Entrevista com militante do Movimento Negro Karen Morais

Militante do movimento negro, Karen Morais fala sobre o 20 de setembro e o racismo hoje. Karen é professora de Educação Física da rede estadual. Militante do movimento negro e também do coletivo Alicerce é candidata à vereadora pelo PSOL nestas eleições municipais em POA.

Francisco da Silva, de Porto Alegre, RS

 

“Até que os leões contem suas histórias, as histórias da caça glorificarão sempre os caçadores” Provérbio africano.

 

Francisco da Silva (FS)- Olá Karen, há uma onda ufanista percorrendo o Rio Grande do Sul. Nas empresas, no comércio e mesmo nas escolas há um movimento de orgulho da “pátria gaúcha”. As elites através da RBS e dos CTG’s estão eufóricas com o 20 de setembro aqui no estado. Qual tu achas que é a relação do movimento negro com esta data e com este ufanismo regional?
Karen Morais (KM)- O movimento negro tem muitas críticas em relação a dita Revolução Farroupilha porque foi mais um momento da história do país em que os negros foram usados como ‘bucha de canhão’ numa guerra que não fazia sentido para eles, pois não detinham posses e nem houve remuneração alguma, pelo contrário, eram escravizados que viviam as margens das decisões políticas. O lema “liberdade, igualdade e humanidade” era proclamado entre os brancos, enquanto a venda de trabalhadores negros escravizados servia para financiar a guerra.

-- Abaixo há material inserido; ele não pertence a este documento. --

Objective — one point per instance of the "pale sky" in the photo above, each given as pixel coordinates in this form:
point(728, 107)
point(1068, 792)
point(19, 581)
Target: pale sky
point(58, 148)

FS – Há também o pouco conhecido episódio da Batalha de Porongos. Podes comentar sobre?
KM – Os Lanceiros Negros foram testa de ferro do exército farroupilha – negros escravizados que tinham como garantia a liberdade chegaram a ser metade da composição do exército. O Império tinha desacordo em ceder liberdade aos lanceiros negros e negociou com Davi Canabarro – comandante do destacamento de negros – de desarmar e facilitar a derrota dos lanceiros. Há inúmeras controvérsias entre historiadores e estudiosos da Revolta dos Farrapos, mas por esses argumentos de não haver liberdade para os negros nem antes de ingressarem na guerra nem após, além da denúncia de traição, que o movimento negro não comemora essa data.

FS – O Hino do Estado do Rio Grande do Sul é símbolo do orgulho regional. Milhares de pessoas cantam o hino do RS com muito mais fervor do que o hino do Brasil. Sabemos que o movimento negro critica muito alguns trechos do Hino. O que pensa sobre isso?
KM – Criticamos a parte que diz ‘Povo que não tem virtude acaba por ser escravo’. Os africanos foram sequestrados e escravizados em território nacional por quase 4 séculos, desenvolvemos a nação a partir da exploração da nossa força de trabalho, e a escravidão não foi por falta de virtude, e sim pelas táticas usadas pelos senhores de escravos para que não houvessem revoltas. Táticas como misturas de diferentes etnias de africanos com dialetos (línguas) diferentes, para dificultar a comunicação e possíveis articulações de fugas e revoltas. Castigos muitos severos aos escravizados que se rebelavam, servindo de exemplo e dominação ideológica aos outros escravizados. O hino reproduz a superioridade racial branca frente a todas as outras raças que foram colonizadas e escravizadas. Porém são fatores econômicos e bélicos que garantiram essa dominação dos povos europeus frente aos povos de África e América Latina.

FS – Mas o racismo não é só coisa de história. Está muito presente também nos dias de hoje. Como é ser mulher e negra no RS?
KM – Ser mulher e negra é ter que lidar duplamente com esses preconceitos em torno da nossa raça e sexo. Para ter destaque na vida temos que provar duas vezes mais as nossa capacidade. Pela segregação que os negros foram submetidos vivemos em periferias, onde não há acesso aos serviços públicos, e os que tem são sucateados. Há dificuldade no mercado de trabalho, ainda hoje há anúncios que pedem ‘boa aparência’, para funções de atendimento ao público. O racismo e o machismo se encontram nesse tratamento, por não sermos o padrão de beleza nacional para determinadas funções de prestígio. É muito comum vermos negras de empregadas domésticas, mas é raro vermos negras médicas, advogadas, políticas, etc. Somos hipersexualizadas pelo nosso biótipo (esteriótipo), principalmente no Carnaval – que se tornou um evento de prostituição mundial – onde a figura ‘mulata’ é vendido como produto nacional – termo esse muito depreciativo. Esse contexto também nos ajuda a entender porque as negras são mais violentadas pelos homens do que as mulheres brancas – de 2003 – 2013 cresceu 54% o número de homicídios de mulheres negras enquanto de mulheres brancas diminuiu 10% (ONU).